Sure, a lot of these programs alleviate individual pain and disability. But are one-time visits from church groups or students or NGOs, even if repeated occasionally, the best way to improve the health of vulnerable populations? As one NGO director told me, “The myth is that you can show up in a random, rural community and hand out antibiotics and actually have an impact on patients... the elephant in the room here is that if the best way to provide health care to low-income communities was through short-term trips, then you and me would be going to short-term trips to get our own health care—clearly not the best way to do it.”
My interviews with host country staff who work with volunteers revealed that their ideal program differs quite a lot from the most common practices, practices documented by surveys of program sponsors in the United States. For example, most volunteer trips are two weeks or less, yet most staff consider three weeks a minimum to accomplish anything of value unless one is highly skilled.
Host staff I interviewed want their own communities to do the work of defining the needs rather than going along with whatever outsiders propose to do. They want volunteers to be skilled and prepared for the language and culture and needs of the country they will visit, and for activities to be focused on training to increase capacity. None of these preferences are commonly practiced by volunteer organizations.
Professionals and staff in low income countries are particularly offended by foreign volunteers’ lack of respect for their knowledge and experience. The outsiders’ assumption that people in poor countries have nothing and know nothing is pervasive and often the justification for unethical and ineffective programs. For example: Untrained students pushing aside hospital staff so that they can get experience on patients. A training program for experienced professional midwives that wasted time and insulted hosts by teaching basic introductory materials they had studied years earlier. Visiting doctors reorganizing a hospital pharmacy according to how they think it should be done without even asking the local pharmacist for permission to enter or knowing the rationale for how it is currently organized.
The guidelines mentioned earlier are designed to counter these bad practices.

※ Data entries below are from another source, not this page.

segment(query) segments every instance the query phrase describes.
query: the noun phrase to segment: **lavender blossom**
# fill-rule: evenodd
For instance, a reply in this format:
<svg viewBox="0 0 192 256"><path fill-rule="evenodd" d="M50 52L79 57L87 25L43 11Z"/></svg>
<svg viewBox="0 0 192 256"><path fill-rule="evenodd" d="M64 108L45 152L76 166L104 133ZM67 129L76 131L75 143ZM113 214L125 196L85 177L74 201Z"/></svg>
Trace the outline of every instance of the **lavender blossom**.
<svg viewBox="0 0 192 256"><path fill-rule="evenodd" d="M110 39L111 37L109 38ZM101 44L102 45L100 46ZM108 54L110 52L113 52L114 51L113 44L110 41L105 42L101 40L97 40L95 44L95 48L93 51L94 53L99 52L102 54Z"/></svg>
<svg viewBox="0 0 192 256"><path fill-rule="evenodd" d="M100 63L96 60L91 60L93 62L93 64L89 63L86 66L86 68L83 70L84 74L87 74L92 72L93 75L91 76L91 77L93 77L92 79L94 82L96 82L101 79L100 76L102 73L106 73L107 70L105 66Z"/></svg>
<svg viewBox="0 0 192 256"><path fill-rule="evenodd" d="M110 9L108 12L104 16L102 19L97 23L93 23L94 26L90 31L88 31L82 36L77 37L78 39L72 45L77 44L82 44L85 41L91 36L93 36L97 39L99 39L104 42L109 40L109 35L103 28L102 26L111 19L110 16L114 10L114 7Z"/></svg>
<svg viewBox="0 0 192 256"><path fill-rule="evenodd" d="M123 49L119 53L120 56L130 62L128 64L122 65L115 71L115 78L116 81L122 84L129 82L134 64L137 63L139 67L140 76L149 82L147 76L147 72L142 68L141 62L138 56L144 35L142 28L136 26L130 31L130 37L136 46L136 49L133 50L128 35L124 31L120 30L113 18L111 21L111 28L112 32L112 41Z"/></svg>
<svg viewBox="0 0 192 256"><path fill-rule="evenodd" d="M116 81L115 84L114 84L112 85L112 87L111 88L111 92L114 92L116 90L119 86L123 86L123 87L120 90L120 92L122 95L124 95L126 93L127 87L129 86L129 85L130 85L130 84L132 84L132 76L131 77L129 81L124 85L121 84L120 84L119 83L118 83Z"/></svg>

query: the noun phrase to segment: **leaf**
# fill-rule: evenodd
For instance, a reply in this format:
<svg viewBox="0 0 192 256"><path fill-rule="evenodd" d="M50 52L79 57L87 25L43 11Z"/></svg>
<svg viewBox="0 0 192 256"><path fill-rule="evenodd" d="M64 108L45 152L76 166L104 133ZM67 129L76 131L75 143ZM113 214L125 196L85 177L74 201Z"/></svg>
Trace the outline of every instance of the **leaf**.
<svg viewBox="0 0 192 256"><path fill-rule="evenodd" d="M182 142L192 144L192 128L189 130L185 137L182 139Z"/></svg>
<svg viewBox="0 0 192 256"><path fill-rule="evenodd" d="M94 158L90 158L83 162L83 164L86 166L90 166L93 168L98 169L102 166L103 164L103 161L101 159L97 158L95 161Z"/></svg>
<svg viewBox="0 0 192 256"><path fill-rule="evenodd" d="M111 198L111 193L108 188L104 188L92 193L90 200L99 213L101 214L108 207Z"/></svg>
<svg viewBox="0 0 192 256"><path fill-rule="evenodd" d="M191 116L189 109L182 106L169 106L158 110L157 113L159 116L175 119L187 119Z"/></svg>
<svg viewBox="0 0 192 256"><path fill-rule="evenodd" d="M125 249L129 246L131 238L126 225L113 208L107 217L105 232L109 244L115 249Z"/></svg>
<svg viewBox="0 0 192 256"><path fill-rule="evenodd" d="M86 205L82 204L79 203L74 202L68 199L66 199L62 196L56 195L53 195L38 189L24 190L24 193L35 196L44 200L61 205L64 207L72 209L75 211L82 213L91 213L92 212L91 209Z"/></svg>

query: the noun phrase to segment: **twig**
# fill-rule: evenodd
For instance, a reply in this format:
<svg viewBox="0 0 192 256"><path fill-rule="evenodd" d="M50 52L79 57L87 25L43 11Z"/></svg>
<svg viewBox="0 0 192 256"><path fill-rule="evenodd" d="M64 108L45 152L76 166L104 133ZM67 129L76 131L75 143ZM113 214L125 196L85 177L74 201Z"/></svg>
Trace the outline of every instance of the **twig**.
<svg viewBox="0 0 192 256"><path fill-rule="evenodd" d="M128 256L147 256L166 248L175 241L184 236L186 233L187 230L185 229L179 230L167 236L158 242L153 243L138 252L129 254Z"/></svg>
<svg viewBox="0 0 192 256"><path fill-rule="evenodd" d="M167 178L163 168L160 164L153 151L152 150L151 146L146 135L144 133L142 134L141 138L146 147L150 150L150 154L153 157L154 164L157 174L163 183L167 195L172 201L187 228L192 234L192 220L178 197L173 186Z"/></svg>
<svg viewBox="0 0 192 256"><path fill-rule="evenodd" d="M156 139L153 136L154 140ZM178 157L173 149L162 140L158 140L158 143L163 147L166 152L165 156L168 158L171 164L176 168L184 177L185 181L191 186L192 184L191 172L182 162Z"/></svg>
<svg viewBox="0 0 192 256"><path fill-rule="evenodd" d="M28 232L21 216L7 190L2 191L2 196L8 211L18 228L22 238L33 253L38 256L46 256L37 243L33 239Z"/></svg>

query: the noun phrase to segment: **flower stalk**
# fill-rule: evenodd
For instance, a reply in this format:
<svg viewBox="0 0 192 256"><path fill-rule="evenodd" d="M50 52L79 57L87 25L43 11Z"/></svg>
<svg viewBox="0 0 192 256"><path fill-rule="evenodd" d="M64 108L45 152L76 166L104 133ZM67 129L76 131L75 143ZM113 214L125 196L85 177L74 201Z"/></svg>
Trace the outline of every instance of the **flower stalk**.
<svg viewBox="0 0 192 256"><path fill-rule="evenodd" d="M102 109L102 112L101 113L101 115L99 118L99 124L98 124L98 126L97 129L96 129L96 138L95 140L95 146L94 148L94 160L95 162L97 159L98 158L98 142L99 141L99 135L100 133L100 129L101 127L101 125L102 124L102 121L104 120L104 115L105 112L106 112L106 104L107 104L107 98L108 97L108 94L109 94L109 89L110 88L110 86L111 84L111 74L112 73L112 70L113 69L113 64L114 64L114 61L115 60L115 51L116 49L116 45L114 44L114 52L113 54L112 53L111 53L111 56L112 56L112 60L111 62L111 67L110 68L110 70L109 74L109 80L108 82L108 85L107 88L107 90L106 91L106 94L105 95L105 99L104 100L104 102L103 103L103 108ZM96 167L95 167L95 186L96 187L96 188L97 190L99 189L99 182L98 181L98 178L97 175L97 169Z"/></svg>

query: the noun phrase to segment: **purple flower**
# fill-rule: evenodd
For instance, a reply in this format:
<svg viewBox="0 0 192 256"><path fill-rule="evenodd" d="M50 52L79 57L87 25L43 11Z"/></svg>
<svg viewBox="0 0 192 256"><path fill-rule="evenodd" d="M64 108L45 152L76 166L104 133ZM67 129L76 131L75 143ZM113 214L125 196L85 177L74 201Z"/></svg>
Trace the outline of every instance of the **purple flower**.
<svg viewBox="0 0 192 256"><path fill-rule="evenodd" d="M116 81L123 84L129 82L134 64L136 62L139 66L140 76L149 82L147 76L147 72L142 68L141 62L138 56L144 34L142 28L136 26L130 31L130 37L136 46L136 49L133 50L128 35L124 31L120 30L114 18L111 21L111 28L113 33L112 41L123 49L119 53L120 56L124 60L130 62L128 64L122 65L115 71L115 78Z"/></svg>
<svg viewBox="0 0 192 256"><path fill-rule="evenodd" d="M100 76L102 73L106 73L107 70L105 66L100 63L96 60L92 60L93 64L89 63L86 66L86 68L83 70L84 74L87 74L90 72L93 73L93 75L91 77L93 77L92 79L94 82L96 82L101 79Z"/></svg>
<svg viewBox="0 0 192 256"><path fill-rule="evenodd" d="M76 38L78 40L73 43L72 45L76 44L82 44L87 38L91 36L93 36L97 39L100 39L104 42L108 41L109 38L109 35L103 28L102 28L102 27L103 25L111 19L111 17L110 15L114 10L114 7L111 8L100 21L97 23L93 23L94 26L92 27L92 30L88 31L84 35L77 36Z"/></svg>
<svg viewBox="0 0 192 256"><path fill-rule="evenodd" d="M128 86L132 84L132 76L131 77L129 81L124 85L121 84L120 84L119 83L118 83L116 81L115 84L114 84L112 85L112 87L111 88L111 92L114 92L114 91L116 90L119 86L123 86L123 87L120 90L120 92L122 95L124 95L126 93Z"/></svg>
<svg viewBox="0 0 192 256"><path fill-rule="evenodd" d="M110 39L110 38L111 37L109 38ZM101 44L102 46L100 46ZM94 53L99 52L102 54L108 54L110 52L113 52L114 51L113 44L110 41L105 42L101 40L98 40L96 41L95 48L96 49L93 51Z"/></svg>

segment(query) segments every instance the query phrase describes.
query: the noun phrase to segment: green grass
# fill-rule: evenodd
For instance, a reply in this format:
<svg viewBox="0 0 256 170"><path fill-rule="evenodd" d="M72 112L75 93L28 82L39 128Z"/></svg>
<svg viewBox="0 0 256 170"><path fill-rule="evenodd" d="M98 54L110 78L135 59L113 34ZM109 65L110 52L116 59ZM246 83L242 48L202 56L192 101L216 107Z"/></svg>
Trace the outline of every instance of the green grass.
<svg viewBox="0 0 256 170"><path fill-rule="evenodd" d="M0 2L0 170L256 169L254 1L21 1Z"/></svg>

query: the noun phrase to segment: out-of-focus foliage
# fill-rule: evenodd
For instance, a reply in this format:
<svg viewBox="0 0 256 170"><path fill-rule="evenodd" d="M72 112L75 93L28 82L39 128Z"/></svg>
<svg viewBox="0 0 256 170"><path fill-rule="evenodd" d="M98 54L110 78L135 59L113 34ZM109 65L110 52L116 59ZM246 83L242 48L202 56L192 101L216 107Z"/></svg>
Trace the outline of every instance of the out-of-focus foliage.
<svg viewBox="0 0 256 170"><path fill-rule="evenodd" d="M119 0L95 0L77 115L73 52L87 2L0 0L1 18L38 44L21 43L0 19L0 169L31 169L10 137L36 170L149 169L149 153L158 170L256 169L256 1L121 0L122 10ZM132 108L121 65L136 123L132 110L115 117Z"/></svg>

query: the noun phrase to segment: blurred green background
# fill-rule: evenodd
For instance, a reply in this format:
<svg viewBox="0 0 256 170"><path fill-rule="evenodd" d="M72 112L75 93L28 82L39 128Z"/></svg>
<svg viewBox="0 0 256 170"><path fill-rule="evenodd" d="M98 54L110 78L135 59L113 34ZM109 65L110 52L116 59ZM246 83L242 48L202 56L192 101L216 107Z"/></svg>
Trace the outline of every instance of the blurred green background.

But they are written almost entirely by people in the Global North, based on research conducted by outsiders to the host countries, and they do not propose any means of enforcement.
But there’s hope: Some host countries are taking steps to assert controls over the growing and unregulated industry of “voluntourism” (PDF). Studies of host country preferences and regulatory efforts are now underway, conducted by scholars from those countries.
Additionally, more organizations from across the spectrum of program sponsors—faith-based, academic, and NGO—are re-examining their activities and aspiring to follow these best practices. Dentists, midwives, church leaders, universities, nonprofits large and small, are recognizing that their old ways—sending mostly unskilled people to do things that might be unneeded, perhaps even harmful—must change. A few have suspended overseas trips entirely until they can figure out how to do it better, or whether to do it at all, while others have organized conferences and workshops to focus their planning on improvements.
So can voluntourism help? The numbers aren’t clear, but perhaps we’ll have a better idea soon of how much time and effort actually help locals.